Both companies made their announcements here at the Web 2.0 Expo. The show is co-produced by O’Reilly Media and TechWeb and showcases the latest Web 2.0 business models as well as design and development strategies for building the next-generation Web.

Socialtext
chairman and co-founder Ross Mayfield said development of Signals was prompted by enterprise customer’s need for tools and services similar to what consumers are using (e.g. Facebook and Twitter), but with more control and focus on business use.

“Companies see their users using these third party consumer services and they’re worried that they’re insecure and with good reason,” Mayfield told InternetNews.com. “What they all want is Facebook for the enterprise, which is a very different cultural use case.”

Signals is part of the Socialtext Desktop, a cross-platform application that includes wiki (define) and blogging tools and runs on Windows, Mac or Linux systems. It has the same 140 character limit for messages that Twitter has, with one exception: added links such as URLs don’t count toward the character total. “People like the brevity of the 140 character limit,” said Mayfield.

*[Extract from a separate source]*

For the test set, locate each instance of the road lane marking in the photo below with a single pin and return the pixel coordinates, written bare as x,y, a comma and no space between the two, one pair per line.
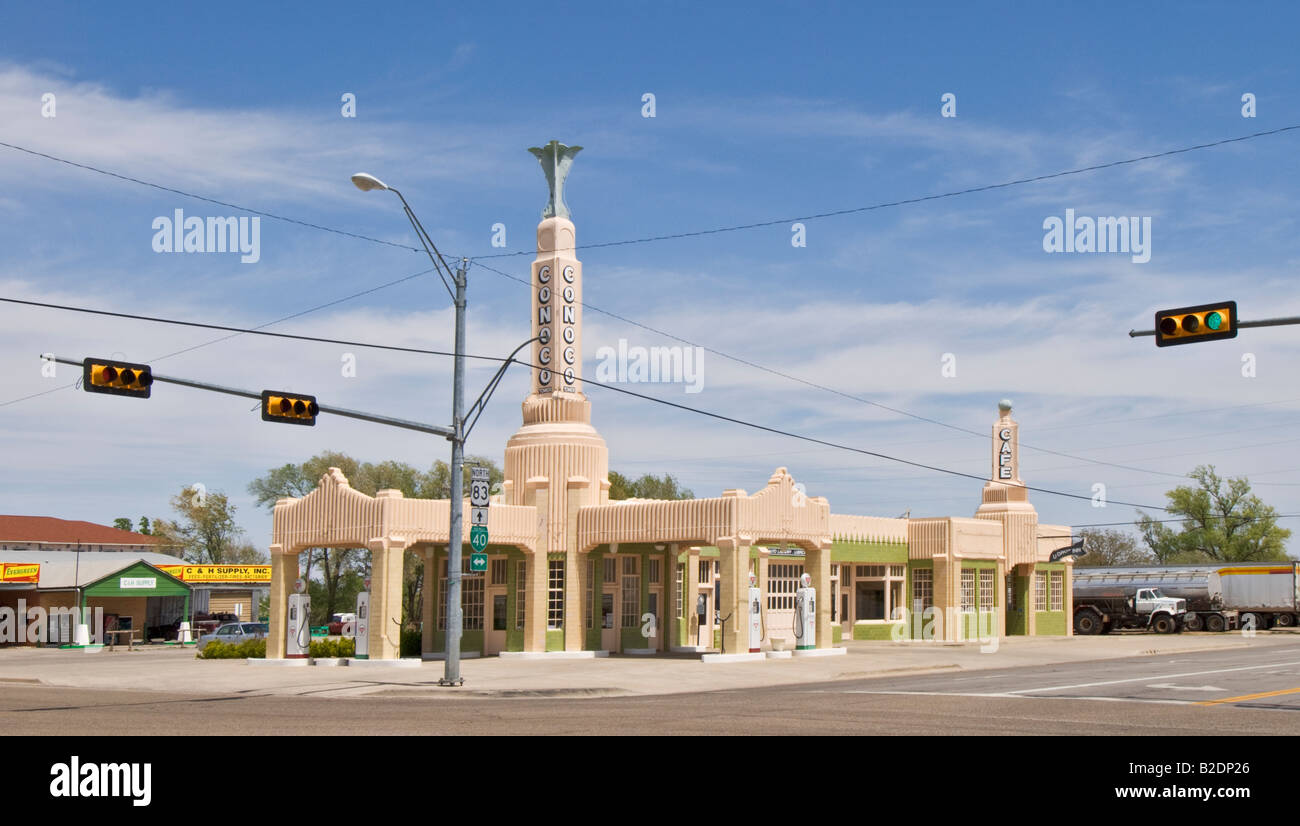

The news comes at a time of increased consumer and business interest in social media as IT wrestles with how or whether to limit the use of consumer services in the enterprise.

Care to chat?

Separately, Zoho unveiled Zoho Chat 2.0, a kind of uber IM service that lets users connect to all the other major IM services: Yahoo, Google, MSN, AIM, ICQ and Jabber-based networks, from a single log-in. Chat 2.0’s integration with other Zoho apps is designed to streamline the process of, for example, starting an online Zoho Meeting with multiple users.

Other features include Chat History, which lets users search their entire chat history and review all chat transcripts with all users. There is also an Embed Chat option that lets you place a chat box in a Web site or blog to communicate in real time with visitors.

Buttons on the lower left corner of any Zoho application show the different IM services you can toggle between or simply see all your IM connections at once.

“You can add your Gmail or IM contacts,” Rodrigo Vaca, Zoho’s director of marketing in a demo here at the company’s booth. “And we also support group conversations which not every IM service does. But the main thing is this is integrated in the application so you’re not having to go to a separate client for your IMs.”